ELKO Group Unaudited Annual Report, 2022

Despite a decrease in consolidated revenue by 30.8%, caused by the divestment of Russian operations, the profitability remained strong throughout the year.
  • Revenue USD 1,516 million (EUR 1,428 million), a decrease of 30.8% year-on-year
  • Gross profitability 9.4%, an increase compared to 7.2% in 2021
  • Gross profit USD 142.6 million (EUR 134.2 million), down by 10.19% year-on-year
  • Net profit USD 58.4 million (EUR 55.1 million), an increase of 31.4% year-on-year
The year 2022 started with the first signs of market balancing as the demand began slightly softening while supply recovered in some product categories. However, the geopolitics added unexpected turbulence and significantly affected the mindset and behaviour of all the market participants (vendors, distributors, customers and governments) in ELKO's primary markets.

Since the beginning of the war in Ukraine in late February, ELKO stopped supplying goods to the Russian market following the implementation of international sanctions. In order to mitigate risks related to operations in Russia, at the end of April, the company divested its operations in the region. Thus, the results of operations in the Russian market were consolidated into the ELKO Group only for the first four months of 2022.

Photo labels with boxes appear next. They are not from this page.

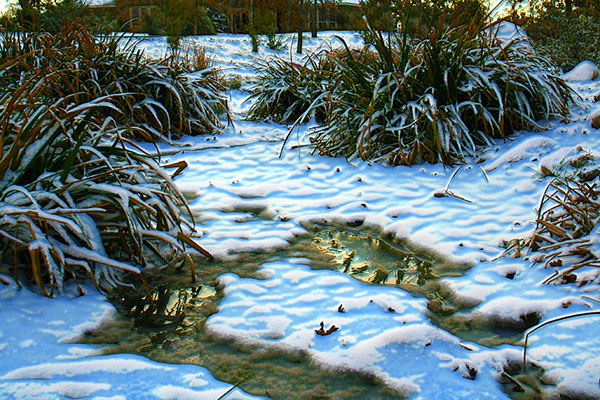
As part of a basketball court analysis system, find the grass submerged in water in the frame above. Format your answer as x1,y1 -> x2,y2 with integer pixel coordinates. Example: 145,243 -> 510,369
74,226 -> 544,399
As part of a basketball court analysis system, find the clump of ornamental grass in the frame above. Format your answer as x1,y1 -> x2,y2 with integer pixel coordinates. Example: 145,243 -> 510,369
0,25 -> 228,139
0,25 -> 210,296
248,53 -> 333,123
250,16 -> 574,165
505,176 -> 600,285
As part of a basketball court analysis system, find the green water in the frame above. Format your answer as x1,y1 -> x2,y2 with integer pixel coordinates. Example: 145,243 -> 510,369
81,226 -> 536,399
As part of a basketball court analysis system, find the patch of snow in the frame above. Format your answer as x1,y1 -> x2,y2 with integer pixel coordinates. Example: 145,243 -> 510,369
561,61 -> 600,81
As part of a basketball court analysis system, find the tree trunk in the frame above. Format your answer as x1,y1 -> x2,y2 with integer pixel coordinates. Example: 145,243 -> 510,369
296,0 -> 304,54
310,0 -> 319,37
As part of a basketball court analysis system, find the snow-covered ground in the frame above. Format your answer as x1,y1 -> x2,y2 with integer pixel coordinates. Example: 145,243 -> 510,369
0,29 -> 600,399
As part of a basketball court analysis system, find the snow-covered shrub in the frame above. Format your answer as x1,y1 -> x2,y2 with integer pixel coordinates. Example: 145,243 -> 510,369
506,177 -> 600,285
0,25 -> 228,139
248,55 -> 331,122
252,18 -> 573,165
0,24 -> 209,296
526,9 -> 600,72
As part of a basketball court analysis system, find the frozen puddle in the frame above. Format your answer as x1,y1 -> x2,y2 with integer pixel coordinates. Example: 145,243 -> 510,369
0,285 -> 253,400
69,223 -> 593,399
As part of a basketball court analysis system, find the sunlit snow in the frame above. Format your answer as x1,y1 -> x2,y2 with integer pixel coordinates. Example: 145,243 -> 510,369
0,28 -> 600,399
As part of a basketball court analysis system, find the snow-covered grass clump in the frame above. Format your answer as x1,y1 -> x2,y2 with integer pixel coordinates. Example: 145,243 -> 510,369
0,23 -> 217,296
0,26 -> 600,399
250,21 -> 574,165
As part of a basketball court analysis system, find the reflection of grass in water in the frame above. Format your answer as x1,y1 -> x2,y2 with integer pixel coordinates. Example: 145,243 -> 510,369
75,225 -> 540,399
81,249 -> 402,399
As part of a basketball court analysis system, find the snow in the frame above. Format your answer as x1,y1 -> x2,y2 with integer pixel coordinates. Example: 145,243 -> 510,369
0,26 -> 600,399
562,61 -> 600,81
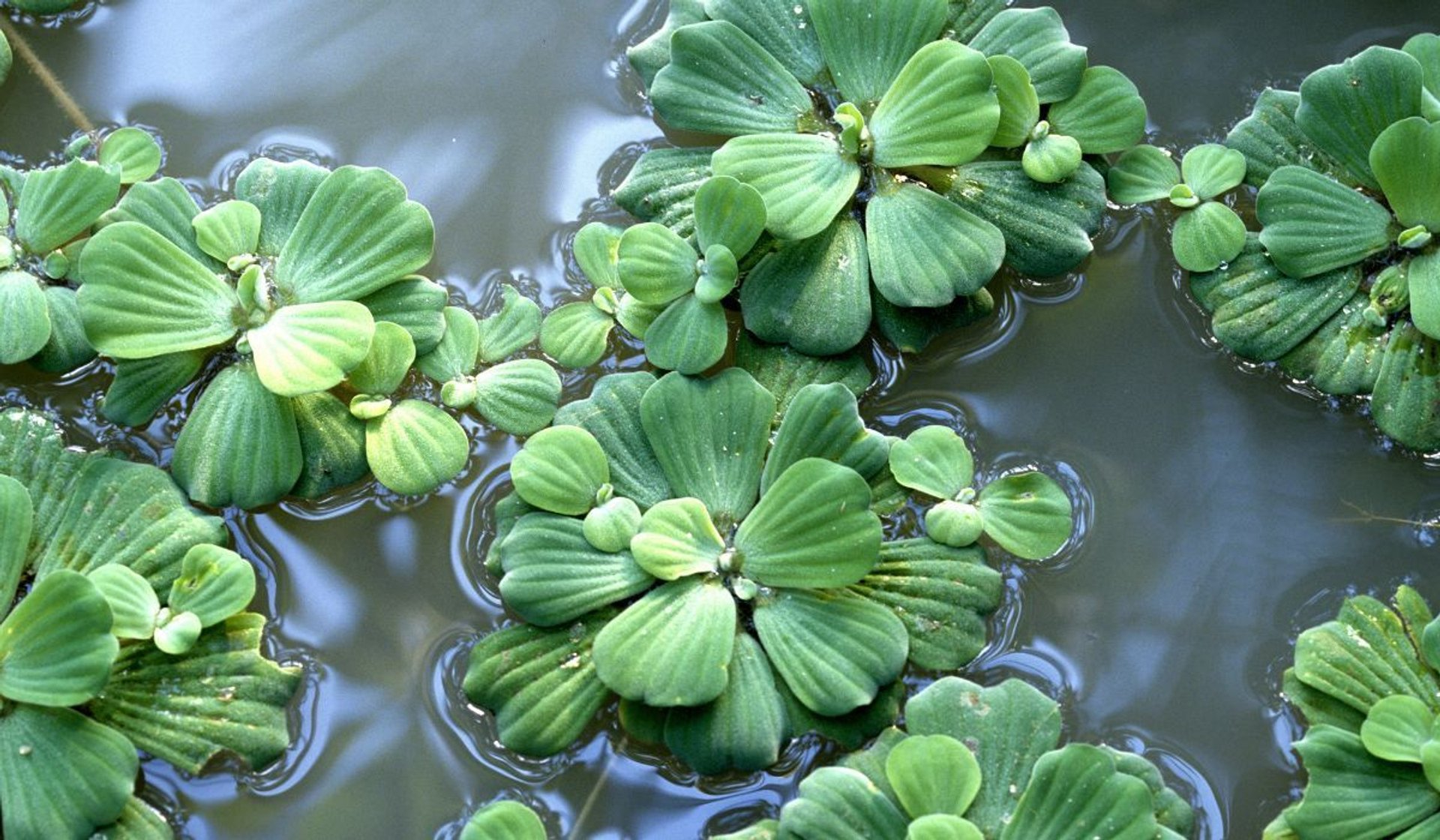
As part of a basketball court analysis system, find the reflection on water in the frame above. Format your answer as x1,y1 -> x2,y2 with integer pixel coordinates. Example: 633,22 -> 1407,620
0,0 -> 1440,840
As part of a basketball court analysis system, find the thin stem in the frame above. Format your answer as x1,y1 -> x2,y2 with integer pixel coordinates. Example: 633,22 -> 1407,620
0,14 -> 95,131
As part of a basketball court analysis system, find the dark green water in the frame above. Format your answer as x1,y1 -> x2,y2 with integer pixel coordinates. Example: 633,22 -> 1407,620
0,0 -> 1440,840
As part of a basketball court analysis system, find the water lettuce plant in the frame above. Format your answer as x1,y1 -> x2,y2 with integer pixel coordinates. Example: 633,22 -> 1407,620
615,0 -> 1146,356
464,369 -> 1072,774
1264,586 -> 1440,840
0,410 -> 299,838
1191,34 -> 1440,452
716,677 -> 1194,840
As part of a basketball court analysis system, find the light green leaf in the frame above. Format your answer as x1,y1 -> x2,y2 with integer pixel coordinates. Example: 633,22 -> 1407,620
244,302 -> 374,396
970,6 -> 1088,104
1294,46 -> 1424,190
0,271 -> 50,364
866,182 -> 1005,307
629,499 -> 724,580
650,20 -> 815,137
80,222 -> 241,358
595,575 -> 737,707
1046,66 -> 1144,154
170,363 -> 304,508
1180,142 -> 1246,200
1256,166 -> 1395,278
0,704 -> 140,837
809,0 -> 947,111
89,612 -> 301,774
95,125 -> 161,184
270,166 -> 435,302
975,470 -> 1074,560
464,612 -> 614,757
14,158 -> 119,256
0,569 -> 119,706
864,40 -> 1000,169
740,214 -> 870,356
500,513 -> 656,627
639,369 -> 775,527
1171,202 -> 1246,271
1370,117 -> 1440,233
754,590 -> 909,715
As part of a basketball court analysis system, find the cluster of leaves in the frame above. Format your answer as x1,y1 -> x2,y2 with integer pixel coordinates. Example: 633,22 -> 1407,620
716,677 -> 1194,840
1175,34 -> 1440,452
464,369 -> 1072,774
608,0 -> 1146,356
78,157 -> 559,507
1264,586 -> 1440,840
0,410 -> 299,838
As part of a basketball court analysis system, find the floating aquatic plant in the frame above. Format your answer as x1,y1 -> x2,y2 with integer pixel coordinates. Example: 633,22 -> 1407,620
716,677 -> 1194,840
465,369 -> 1071,774
1191,34 -> 1440,451
0,410 -> 299,838
615,0 -> 1146,356
1264,586 -> 1440,840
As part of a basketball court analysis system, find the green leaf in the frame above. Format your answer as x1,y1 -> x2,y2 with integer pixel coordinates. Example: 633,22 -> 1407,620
1286,726 -> 1440,840
740,214 -> 870,356
464,612 -> 614,757
945,160 -> 1106,277
639,369 -> 775,527
476,358 -> 560,435
1359,694 -> 1436,764
970,6 -> 1088,104
650,20 -> 815,137
734,458 -> 881,590
174,360 -> 304,508
1294,46 -> 1424,190
711,134 -> 861,239
0,271 -> 50,364
1105,146 -> 1174,205
999,743 -> 1160,840
809,0 -> 947,111
886,735 -> 981,818
80,222 -> 241,358
1171,202 -> 1246,271
975,470 -> 1074,560
1370,117 -> 1440,233
364,399 -> 470,496
0,704 -> 140,837
14,160 -> 119,256
244,302 -> 374,396
89,612 -> 301,774
595,575 -> 737,707
1370,321 -> 1440,452
500,513 -> 656,627
510,425 -> 610,516
0,569 -> 119,706
753,590 -> 909,715
1180,142 -> 1246,200
851,538 -> 1005,671
459,801 -> 549,840
1046,66 -> 1144,154
664,632 -> 788,776
890,427 -> 975,499
645,294 -> 730,374
95,125 -> 161,184
270,166 -> 435,302
1256,166 -> 1394,278
629,499 -> 726,580
866,182 -> 1005,307
869,40 -> 1000,169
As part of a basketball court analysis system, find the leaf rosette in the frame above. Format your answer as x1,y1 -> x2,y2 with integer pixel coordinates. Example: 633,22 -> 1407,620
0,410 -> 299,838
615,0 -> 1144,356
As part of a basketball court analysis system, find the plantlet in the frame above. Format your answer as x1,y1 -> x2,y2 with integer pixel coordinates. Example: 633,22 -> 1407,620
0,410 -> 299,837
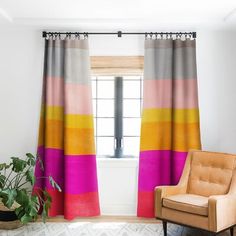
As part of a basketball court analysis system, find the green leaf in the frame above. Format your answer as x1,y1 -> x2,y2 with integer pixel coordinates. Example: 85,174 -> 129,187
11,157 -> 27,173
25,170 -> 35,185
26,153 -> 36,166
0,163 -> 10,171
15,189 -> 29,206
1,189 -> 17,208
20,214 -> 32,224
43,190 -> 52,203
15,206 -> 25,219
0,175 -> 6,188
48,176 -> 62,192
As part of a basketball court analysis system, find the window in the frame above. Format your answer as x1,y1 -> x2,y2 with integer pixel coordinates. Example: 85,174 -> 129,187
92,75 -> 143,157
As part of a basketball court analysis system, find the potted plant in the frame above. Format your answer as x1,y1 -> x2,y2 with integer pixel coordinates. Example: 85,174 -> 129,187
0,153 -> 61,229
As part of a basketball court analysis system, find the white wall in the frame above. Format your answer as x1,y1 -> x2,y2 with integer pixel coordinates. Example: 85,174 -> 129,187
0,29 -> 236,215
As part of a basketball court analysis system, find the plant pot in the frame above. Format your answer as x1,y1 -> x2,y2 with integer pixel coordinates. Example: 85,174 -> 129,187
0,201 -> 23,229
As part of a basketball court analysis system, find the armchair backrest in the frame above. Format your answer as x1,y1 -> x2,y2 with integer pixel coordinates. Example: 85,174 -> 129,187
187,151 -> 236,197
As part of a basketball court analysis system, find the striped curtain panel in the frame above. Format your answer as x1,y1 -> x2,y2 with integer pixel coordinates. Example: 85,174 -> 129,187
34,39 -> 100,220
137,39 -> 201,217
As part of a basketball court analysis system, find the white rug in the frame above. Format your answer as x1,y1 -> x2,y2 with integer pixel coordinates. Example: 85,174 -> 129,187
0,222 -> 229,236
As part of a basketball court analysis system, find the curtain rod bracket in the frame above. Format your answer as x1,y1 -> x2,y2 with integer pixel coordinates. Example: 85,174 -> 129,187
42,31 -> 47,38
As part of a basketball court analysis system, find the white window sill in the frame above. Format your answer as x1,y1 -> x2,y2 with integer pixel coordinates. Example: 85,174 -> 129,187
96,156 -> 139,168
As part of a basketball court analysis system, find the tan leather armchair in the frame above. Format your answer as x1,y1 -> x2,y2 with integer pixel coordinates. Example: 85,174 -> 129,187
155,150 -> 236,236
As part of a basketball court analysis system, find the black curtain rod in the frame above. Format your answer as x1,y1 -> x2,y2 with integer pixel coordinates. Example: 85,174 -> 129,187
42,31 -> 197,39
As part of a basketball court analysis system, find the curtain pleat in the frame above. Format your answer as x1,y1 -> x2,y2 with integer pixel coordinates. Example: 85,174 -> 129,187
137,39 -> 201,217
34,39 -> 100,220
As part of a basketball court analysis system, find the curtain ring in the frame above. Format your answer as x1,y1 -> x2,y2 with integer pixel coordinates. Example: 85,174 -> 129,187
150,32 -> 153,39
84,32 -> 88,39
145,33 -> 148,39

While there were no sales during March in Ukraine, there was a noticeable recovery in the remaining year, allowing the Ukrainian sales office to resume operations fully and finish the year profitably, navigating between strict risk management policies to limit Group’s exposure to the volatile region and new opportunities in highly demanded product categories.

Operations in other European geographies saw incremental demand in specific product categories, like drones and energy management, at the same time feeling strong inflationary pressure on consumer sentiment closer to the year's end. Some of those effects were planned, allowing us to achieve results above initial estimates. At the same time, selected markets showed signs of slowing down if compared to the heights of pandemic-driven demand.

Despite a decrease in consolidated revenue by 30.8%, the profitability remained strong throughout the year. Prudent risk management and divestment of Russian entities have noticeably improved the balance structure.